[darcs-devel] Activation Patches

Wed May 30 15:49:35 PDT 2007

Hello,

After what seems like an eternity of bumbling with patch theory and a
lot of help from David, I've implemented activation patches as a new
patch type in darcs.

Below is a description of what I learned, what I did, and why.  I hope
that by describing what I learned others can begin learning more about
patch theory.

Motivation:  Why a new patch type?

As you may know, I'm part of an effort to improve conflict handling in
darcs.  We have come up with a plan that allows users to cancel and
activate patches (more on this later).  Implementing activation
patches is the first step in this direction.

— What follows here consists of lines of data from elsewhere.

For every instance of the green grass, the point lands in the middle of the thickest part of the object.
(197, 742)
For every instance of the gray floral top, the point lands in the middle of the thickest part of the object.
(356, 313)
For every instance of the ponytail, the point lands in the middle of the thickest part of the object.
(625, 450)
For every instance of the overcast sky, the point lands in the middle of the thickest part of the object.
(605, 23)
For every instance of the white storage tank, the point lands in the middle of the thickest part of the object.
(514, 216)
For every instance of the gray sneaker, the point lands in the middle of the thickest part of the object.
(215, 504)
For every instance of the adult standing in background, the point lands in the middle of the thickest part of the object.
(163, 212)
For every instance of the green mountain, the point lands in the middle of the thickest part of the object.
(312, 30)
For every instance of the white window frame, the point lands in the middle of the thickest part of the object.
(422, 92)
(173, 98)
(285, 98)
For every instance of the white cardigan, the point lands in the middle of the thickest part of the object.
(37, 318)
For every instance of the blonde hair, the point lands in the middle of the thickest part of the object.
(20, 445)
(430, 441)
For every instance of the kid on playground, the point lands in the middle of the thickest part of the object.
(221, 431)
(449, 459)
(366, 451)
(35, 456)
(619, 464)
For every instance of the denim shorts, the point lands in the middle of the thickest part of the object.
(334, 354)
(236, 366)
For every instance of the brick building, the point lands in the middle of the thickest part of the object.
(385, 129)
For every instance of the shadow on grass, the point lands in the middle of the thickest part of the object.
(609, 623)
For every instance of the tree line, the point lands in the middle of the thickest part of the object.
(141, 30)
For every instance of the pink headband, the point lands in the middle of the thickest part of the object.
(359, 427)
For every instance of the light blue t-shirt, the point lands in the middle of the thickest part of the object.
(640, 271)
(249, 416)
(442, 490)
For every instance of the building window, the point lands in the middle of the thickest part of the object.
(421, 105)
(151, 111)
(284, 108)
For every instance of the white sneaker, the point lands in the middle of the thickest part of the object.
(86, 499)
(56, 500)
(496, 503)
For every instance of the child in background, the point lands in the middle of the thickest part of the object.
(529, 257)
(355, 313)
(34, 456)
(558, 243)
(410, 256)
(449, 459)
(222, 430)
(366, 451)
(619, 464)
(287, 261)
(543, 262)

What is an activation patch?

An activation patch consists of a patch, which it activates, and a
context.  The context is a set of patches which do not commute with
the activated patch (the reason for this representation will be
explained later).  For example, if A, B, C and D are all patches, we
might use the following notation to represent an activation patch
which activates A:
  (_A_BCD)
This would mean that the activation patch activates A (hence the
underlining) and that B, C, and D do not commute with A.  It should be
noted that this notation works much better on paper.  I'm still
searching for a better notation, perhaps with square brackets as this
notation makes parenthesis significant for more than simple grouping.

Notable Properties of activation patches:

Normally when two patches are commuted, say hunk patches, they modify
the representation of each other.  This is done to maintain the
starting and ending contexts of the patches.  Using lower case letters
to represent the state of the repository, we could use notation like
this to talk about the contexts of a patch sequence:
  o A a B b
Here we mean that we started in some original state o, applied patch
A, which places us in a context a, then applied patch B to get context
b.  In general, commuting A with B, yields two new patch
representations of the same changes, A' and B'.  The way that the
representations vary is in their contexts.  So, B' goes from context o
to a new context c, and similarly, A' must go from c to b (we must
have the same ending state, the state that includes both the changes
from A and the changes from B).  Above, I used context and state
interchangeably, but really a state describes a repository after patch
applications and a context tells you what state the repository must be
in for the patch to be applicable.  It turns out that patch context is
extremely useful for reasoning about patches.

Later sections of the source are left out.